However, do note you didn’t actually need to compute the square root. Since for all positive real numbers $x>y$ if and only if $x^2>y^2$, it’s enough to observe that $50>49$, and that therefore $\sqrt{50}>\sqrt{49}$.

Too complicated. You don’t need to complete the square of

$$x^2-8x+y^2+6y=24$$

Bring it in a form such that $x^2$ and $y^2$ are on the same side of the equation and that they both have both a positive coefficient. If this is not possible, it is not the equation of a circle.

Your equation is already in such a form.

Now plugin the coordinates of your point. If equality holds for your equation then the point lies on the circle. If the side that contained $x^2$ and $y^2$ is the larger then the point lies in the outside of the circle. If the side that contained $x^2$ and $y^2$ is the smaller one then the point lies in the inner of the circle.

**Example:**

Point$(9,2)$:

$$9^2-8\cdot 9 + 2^2 +6 \cdot 2 = 25$$

and $25$ is greater than $24$, so the point lies on the outside.

You can bring it to a form where the right side is $0$ and the coefficients of $x^2$ and $y^2$ (on the left side) is $1$. This representation is unique (except the order of the terms because of commutativity of the $+$ operator).
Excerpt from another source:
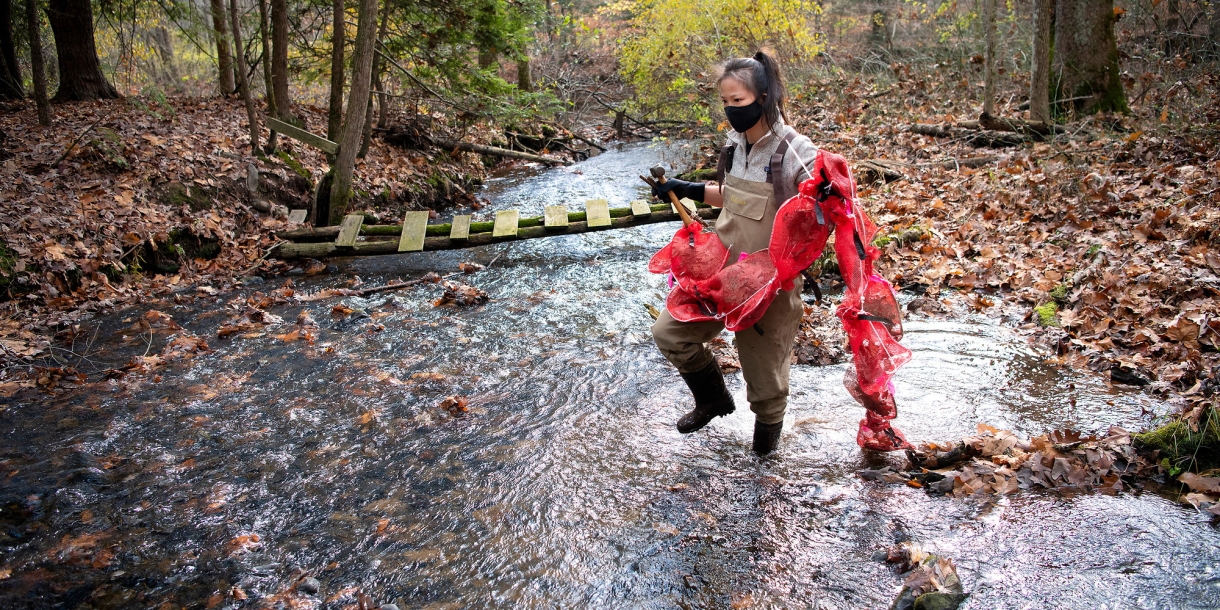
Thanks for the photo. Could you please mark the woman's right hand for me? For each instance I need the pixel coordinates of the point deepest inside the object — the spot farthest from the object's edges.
(683, 189)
And now the rule is simple:

If you plug in the point and the LHS (left hand side) is $0$ then the point lies on the circle. If the LHS is negative then the point lies in the inner of the circle. If the LHS is positive then the point lies on the outside of the circle.

**Example:**

The LHS of the circle equation

$$x^2-8x+y^2+6y-24=0$$

is 1 if you plug in $(9,2)$. So the point lies in the outside.

The left hand side is the expansion of the expression

$$((x-c_x)^2+(y-c_y)^2)-r^2$$

The first term is the sqare of the distance of the Point $(x,y)$ to the center $(c_x,c_y)$ of the circle, the second is the square of the radius.

From this immediately follow the preceding statements.

You are correct, as $$7.07\gt 7$$ and since the radius of the circle is $7$ the point $(9,2)$ *must* lie (just) outside the circle.

You are correct, since the distance of point from the center is more than the that of radius i.e. $$7<7.07$$

Too complicated.

Simply re-write the given equation in the form $f(x, y) = 0$

That is, $x^2-8x+y^2+6y-24 = 0$

$d = \sqrt {f(x_o, y_o)}$ is the “length” of tangent from $P(x_o, y_o)$ to $C:f(x, y) = 0$.

Revised:-

If ${f(x_o, y_o)} \gt 0$, that tangent is a real one and P is outside of $C$.

If ${f(x_o, y_o)} \lt 0$, that tangent is an imaginary one and P is inside $C$.

If ${f(x_o, y_o)} = 0$; guess what…….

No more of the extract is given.